How to interpret your results
If your calculator shows one gun ahead in both burst and sustained DPS, that weapon is likely the stronger all-purpose option. If one weapon wins burst but loses sustained, it may be better for short engagements, phase dumping, or quick mob deletion. If another wins sustained but not burst, it may be the superior choice for lengthy boss phases and content where reload interruptions are costly.
You should also compare the damage per magazine value. A high damage-per-mag weapon can feel much stronger in live combat because it preserves momentum, reduces vulnerability during reloads, and makes better use of damage buffs with limited uptime. TTK is another excellent summary metric because it translates abstract DPS into a more intuitive combat outcome.

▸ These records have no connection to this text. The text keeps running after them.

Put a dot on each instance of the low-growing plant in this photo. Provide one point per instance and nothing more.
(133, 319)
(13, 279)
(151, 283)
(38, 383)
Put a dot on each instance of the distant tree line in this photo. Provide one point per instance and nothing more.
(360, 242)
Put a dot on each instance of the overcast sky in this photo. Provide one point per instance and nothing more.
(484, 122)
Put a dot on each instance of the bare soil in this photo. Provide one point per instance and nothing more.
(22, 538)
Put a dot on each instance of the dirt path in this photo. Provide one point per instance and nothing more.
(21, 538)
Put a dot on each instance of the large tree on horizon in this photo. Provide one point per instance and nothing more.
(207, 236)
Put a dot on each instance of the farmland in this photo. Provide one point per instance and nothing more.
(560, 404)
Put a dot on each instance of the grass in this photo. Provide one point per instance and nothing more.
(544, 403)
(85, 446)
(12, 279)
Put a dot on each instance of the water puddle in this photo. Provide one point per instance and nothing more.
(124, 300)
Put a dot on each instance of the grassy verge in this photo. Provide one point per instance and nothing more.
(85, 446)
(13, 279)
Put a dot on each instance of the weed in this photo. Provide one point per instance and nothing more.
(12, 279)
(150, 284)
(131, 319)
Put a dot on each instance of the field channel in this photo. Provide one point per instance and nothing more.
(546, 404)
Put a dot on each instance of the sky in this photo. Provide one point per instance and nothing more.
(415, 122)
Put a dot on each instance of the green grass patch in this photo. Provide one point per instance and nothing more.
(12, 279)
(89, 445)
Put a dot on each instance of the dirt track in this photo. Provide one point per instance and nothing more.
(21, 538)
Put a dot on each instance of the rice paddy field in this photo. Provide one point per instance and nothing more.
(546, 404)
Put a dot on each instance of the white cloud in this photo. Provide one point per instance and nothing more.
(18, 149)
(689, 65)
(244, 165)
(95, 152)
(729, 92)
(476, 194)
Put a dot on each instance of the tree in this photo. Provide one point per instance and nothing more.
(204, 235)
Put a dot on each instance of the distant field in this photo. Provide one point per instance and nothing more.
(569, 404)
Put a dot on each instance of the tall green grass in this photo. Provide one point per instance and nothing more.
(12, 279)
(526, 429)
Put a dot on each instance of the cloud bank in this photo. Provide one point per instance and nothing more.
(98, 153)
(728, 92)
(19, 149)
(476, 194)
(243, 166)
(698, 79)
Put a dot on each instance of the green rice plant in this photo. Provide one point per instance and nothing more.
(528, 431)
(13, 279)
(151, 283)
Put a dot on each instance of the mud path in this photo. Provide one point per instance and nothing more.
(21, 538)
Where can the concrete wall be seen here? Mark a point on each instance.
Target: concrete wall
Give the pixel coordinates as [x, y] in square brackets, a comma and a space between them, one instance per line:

Final thoughts on choosing the right BL3 gun
The best DPS calculator for BL3 guns is not the one that gives the highest number. It is the one that helps you compare weapons honestly, using assumptions that match the way you actually play. Borderlands 3 rewards smart theorycrafting, but it also rewards realism. If your gun has huge pellets but inconsistent hits, the calculator should show that. If your build creates major crit or elemental value, the calculator should reflect that too.
Use this page to test different magazines, reload speeds, crit rates, and bonus damage stacks. Compare weapon archetypes, then refine your assumptions after gameplay testing. Over time, that loop will help you evaluate loot faster, build more efficiently, and choose guns that perform well not just on the item card, but in the fights that matter.